# Optimal hgh dosage before fasted cardio?



## RockNrolla88 (Mar 3, 2016)

What is a good dosage before doing fasted cardio right thing in the morning?

I started doing 4 IU's with rips first thing in the morning before a fasted cardiosession and now im doing 6 IU's of Jin instead all at once before the cardio or should i split the dosage in 2?

What's optimal to achieve most fatloss?


----------



## Bensif (Aug 28, 2011)

To be honest, and I may well be wrong as this is anecdotal, but structure of your diet and how depleted you are pre fasted cardio is going to have a much larger impact on total fat loss that the GH dose (IMO).

The more frequently you can inject GH during a fat loss phase the better, so personally I would split it. During prep I was 4iu each training day split AM and pre workout. There was no science behind this though.


----------



## Beastman (Dec 5, 2016)

I have tried all kinds pre post high dose low dose split or all in 1 ect I found there was no real difference in how I used it. It's all about consistency


----------



## 3752 (Jan 7, 2005)

RockNrolla88 said:


> What is a good dosage before doing fasted cardio right thing in the morning?
> 
> I started doing 4 IU's with rips first thing in the morning before a fasted cardiosession and now im doing 6 IU's of Jin instead all at once before the cardio or should i split the dosage in 2?
> 
> What's optimal to achieve most fatloss?


 optimal dose? any dose will achieve fat oxidation if that results in actual visible fat loss is down to your diet....

I assume you are using GH before fasted cardio (your not drinking a BCAA drink are you?) to take advantage of the FFA release, to make this optimal then take your GH 4hrs before your cardio.....


----------



## RockNrolla88 (Mar 3, 2016)

I've got my diet in order, im counting all the macros and eating 50% protein and like 25/25 fat/carbs or 30/20 carbs/fat.

Yeah im using GH before fasted cardio, i do drink bcaa before and after the session though. Is'nt that good?

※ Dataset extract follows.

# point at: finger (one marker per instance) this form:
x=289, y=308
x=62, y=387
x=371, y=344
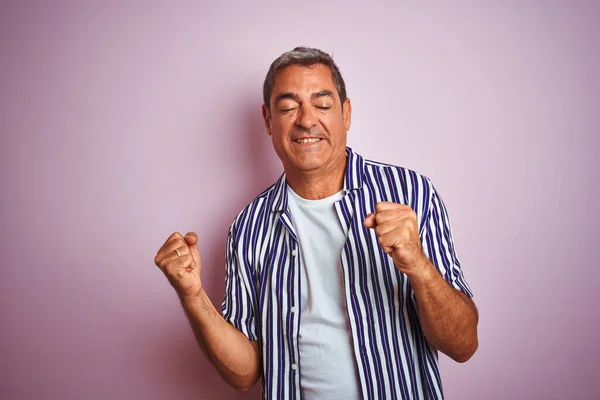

Oh, 4 hours? I'm pretty sure i searched for this and you've posted an answer a while ago that you should take your gh and 30-60 minutes do cardio for the FFA release. So that's what i've done so far. So if i'm going on the cardiosession at 5-6 i the morning i should pin the gh at like 02-03?


----------



## 3752 (Jan 7, 2005)

RockNrolla88 said:


> I've got my diet in order, im counting all the macros and eating 50% protein and like 25/25 fat/carbs or 30/20 carbs/fat.
> 
> Yeah im using GH before fasted cardio, i do drink bcaa before and after the session though. Is'nt that good?
> 
> Oh, 4 hours? I'm pretty sure i searched for this and you've posted an answer a while ago that you should take your gh and 30-60 minutes do cardio for the FFA release. So that's what i've done so far. So if i'm going on the cardiosession at 5-6 i the morning i should pin the gh at like 02-03?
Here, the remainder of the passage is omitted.